Zu Sarah hatte er eine besonders enge Beziehung und sie zu ihm. Noch
immer hab ich das Bild vor Augen, wenn die Beiden ihr tägliches Ritual
spielten. Dabei nahm Sarah Tim in den Schwitzkasten und putzte ihm den Kopf,
also eine wilde Mischung aus raufen und gleichzeitigem schmusen. Tim war
meistens ein absolut liebenswerter Kater, außer wenn er frühmorgens
Langeweile hatte. Da seine normalen Weckversuche erfolglos blieben,
entwickelte unser Einstein eine neue Technik. Er sprang auf den Tisch und stieß
immer gegen die Hängelampe, die dann völlig nervende Geräusche von sich gab
und mein Nervenkostüm jedes Mal strapazierte. Zum Glück fand Tim dann
irgendwann kein Interesse mehr an diesem morgendlichen Weckübungen, oder ihm
ging mein Geschimpfe auf den Keks *g*.
Tim war
also vom morgendlichen Weckritual abgesehen ein unkomplizierter Kater. Auch
gesundheitlich, abgesehen von ein paar Zahnproblemchen. Einen Winterabend
aber, er kam vom Balkon ins Wohnzimmer, lief 3 Schritte und fiel wie tot um.

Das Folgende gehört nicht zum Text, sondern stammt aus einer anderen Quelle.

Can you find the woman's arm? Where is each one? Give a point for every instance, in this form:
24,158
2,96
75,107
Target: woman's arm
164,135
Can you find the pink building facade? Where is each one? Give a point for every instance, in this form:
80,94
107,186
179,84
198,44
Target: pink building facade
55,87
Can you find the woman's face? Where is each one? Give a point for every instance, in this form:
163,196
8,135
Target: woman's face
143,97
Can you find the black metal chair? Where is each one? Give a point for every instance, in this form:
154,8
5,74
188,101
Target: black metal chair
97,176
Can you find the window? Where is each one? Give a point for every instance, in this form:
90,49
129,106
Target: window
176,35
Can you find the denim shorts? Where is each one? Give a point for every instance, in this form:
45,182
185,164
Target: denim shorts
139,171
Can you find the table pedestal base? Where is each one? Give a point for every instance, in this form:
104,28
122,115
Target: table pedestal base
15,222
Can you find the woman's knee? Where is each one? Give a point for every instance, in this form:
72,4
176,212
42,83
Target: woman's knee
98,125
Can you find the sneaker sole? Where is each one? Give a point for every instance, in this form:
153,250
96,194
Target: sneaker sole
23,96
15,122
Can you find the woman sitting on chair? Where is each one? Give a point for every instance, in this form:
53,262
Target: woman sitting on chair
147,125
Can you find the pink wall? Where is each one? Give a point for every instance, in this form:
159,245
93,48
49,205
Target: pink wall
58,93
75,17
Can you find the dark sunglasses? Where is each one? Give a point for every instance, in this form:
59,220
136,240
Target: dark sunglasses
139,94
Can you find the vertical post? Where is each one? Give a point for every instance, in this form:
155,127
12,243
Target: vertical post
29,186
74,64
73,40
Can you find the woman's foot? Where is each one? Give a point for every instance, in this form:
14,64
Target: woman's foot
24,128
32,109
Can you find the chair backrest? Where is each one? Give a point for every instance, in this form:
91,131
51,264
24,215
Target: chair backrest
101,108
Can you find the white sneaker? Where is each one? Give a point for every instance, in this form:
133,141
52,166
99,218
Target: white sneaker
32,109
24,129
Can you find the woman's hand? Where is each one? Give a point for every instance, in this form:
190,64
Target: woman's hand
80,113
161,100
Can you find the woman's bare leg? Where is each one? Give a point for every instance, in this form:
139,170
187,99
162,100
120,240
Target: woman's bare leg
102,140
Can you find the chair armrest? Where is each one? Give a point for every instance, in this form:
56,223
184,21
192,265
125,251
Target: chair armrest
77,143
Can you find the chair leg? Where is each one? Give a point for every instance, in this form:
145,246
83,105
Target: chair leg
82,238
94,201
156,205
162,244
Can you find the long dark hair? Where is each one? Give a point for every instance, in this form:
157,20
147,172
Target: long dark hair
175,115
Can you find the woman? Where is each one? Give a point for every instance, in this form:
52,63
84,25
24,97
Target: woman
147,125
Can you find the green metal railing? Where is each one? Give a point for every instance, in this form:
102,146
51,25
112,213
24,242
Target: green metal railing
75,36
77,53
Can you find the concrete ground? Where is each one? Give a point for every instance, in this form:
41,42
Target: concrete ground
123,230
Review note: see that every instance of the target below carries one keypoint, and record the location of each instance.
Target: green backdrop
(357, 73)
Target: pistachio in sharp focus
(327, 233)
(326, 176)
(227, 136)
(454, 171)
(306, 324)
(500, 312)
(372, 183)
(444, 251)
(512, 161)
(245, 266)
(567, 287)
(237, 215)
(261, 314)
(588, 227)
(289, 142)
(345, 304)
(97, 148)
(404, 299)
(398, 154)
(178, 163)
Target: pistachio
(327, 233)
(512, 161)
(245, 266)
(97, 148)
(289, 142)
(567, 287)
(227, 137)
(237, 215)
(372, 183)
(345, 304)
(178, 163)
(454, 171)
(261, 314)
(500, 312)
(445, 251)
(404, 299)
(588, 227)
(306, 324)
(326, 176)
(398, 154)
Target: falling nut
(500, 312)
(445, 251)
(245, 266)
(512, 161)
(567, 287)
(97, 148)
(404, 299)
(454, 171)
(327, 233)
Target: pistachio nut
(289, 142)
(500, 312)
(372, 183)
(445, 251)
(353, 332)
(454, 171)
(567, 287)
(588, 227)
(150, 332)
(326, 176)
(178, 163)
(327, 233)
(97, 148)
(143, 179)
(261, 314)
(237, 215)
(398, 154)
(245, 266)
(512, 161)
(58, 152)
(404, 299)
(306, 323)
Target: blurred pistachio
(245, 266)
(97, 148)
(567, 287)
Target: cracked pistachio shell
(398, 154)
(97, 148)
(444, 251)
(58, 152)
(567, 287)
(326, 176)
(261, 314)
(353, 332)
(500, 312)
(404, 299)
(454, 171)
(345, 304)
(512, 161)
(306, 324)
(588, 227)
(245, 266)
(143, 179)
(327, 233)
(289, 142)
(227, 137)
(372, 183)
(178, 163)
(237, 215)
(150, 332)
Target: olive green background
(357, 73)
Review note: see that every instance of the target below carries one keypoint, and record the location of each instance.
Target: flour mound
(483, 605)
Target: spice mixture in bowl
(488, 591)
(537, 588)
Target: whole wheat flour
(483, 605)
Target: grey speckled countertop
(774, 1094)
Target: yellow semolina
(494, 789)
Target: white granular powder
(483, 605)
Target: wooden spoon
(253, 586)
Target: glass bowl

Ich bekam einen Riesenschreck, bemerkte dann dass Tim zum Glück nur ohnmächtig
war. Ob es viell. an dem Temperaturunterschied lag? Aber das geschah doch fast
täglich im Winter, da Tim stets auf den Balkon ging. Wir fanden es nie
heraus. Etwa ein halbes Jahr später brach bei ihm FIP aus, die feuchte
Bauchwassersucht. Sein Bauch war dick wie ein Ballon, er wurde immer stiller
und interessierte sich nicht mehr wirklich für etwas. Der letzte gemeinsame
Gang zum Tierarzt war unausweichlich.
Wieso
er als Wohnungskater mit 11 Jahren an FIP erkrankte? Wahrscheinlich hatte er
sich bereits bei seiner Mutter infiziert und die Krankheit brach erst nach all
den Jahren aus. Zum Glück brach bei keiner anderen Katze FIP aus, jedoch
vermisste Sarah Tim so sehr, dass sie regelrecht einen Altersknacks bekam. Sie
lebte zwar noch einige Jahre, war aber nicht mehr die Sarah wie vor Tims Tod.